Here’s an additional article that might be helpful for you to read Why you should use a priority bag system and ignore BOB vs. INCH
Kay - January 4, 2022
Yes, this is pretty much exactly where I’m going! I probably read this back when it was first published and it stewed in my subconscious… at the time we were dealing with the death of a parent, so I don’t think I really took it in. Like a lot of people, we’ve been more focused on the sheltering in place aspects of preparedness for the last couple years.
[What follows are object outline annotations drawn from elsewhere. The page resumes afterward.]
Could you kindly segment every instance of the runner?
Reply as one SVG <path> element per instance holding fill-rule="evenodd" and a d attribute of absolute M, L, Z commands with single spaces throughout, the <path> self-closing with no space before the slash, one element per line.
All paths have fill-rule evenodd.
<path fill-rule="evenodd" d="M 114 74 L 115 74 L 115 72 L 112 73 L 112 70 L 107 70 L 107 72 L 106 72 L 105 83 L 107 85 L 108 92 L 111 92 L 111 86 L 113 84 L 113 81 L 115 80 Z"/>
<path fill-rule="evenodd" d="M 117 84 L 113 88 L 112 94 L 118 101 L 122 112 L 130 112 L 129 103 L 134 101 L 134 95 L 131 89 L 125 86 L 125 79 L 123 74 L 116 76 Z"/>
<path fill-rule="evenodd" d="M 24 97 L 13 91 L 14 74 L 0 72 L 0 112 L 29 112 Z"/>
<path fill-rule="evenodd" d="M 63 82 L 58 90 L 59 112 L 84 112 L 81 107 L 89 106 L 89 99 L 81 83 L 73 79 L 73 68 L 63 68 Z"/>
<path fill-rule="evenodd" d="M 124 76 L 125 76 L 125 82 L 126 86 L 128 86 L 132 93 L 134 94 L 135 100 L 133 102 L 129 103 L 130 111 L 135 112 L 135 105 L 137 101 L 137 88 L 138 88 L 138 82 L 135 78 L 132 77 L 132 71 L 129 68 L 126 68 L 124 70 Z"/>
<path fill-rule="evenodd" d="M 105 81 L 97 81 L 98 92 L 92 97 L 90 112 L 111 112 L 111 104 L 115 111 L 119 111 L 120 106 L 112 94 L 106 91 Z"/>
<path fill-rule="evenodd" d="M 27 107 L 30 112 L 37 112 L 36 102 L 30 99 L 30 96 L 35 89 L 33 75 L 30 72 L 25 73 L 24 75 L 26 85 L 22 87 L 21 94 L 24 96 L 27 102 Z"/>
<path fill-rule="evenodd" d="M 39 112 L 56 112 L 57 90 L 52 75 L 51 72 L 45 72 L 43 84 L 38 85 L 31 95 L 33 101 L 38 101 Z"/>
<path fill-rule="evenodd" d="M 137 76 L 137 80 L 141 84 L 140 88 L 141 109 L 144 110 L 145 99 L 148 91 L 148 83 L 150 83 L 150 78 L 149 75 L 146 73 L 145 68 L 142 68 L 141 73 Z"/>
However, recent events have understandably rattled the whole community into New Year’s resolutions like completing home inventories and assembling go-bags, which led me into reevaluating our own away-from-home supplies and systems. Feeling scattered, I decided to start again from the beginner’s checklist; when I searched for something along the lines of combined BOB + GHB, I found this forum post but somehow missed that article, so thank you for sharing it.
It’s really interesting (and applicable) to me how the first 3 bags are backpacks, even with this example being for a single individual. I have often ended up also carrying my youngest child’s backpack in front on hikes, but it’s not typically heavy nor bulky like the bags pictured. I will have to experiment… Years ago I got an Osprey Sirrus 24 to help prevent me from overpacking on my children’s behalf and wrenching my own back in the process. I love it and go for it whenever I want more than a purse, but it has a rigid back and therefore I’d be considering it my #1 pack. Expanding on that capacity into a “full BOB” may not be 100% possible carry-wise but more deeply embracing the priority mindset allows for letting go of being a “list completist” yet still feeling reasonably prepared for most situations.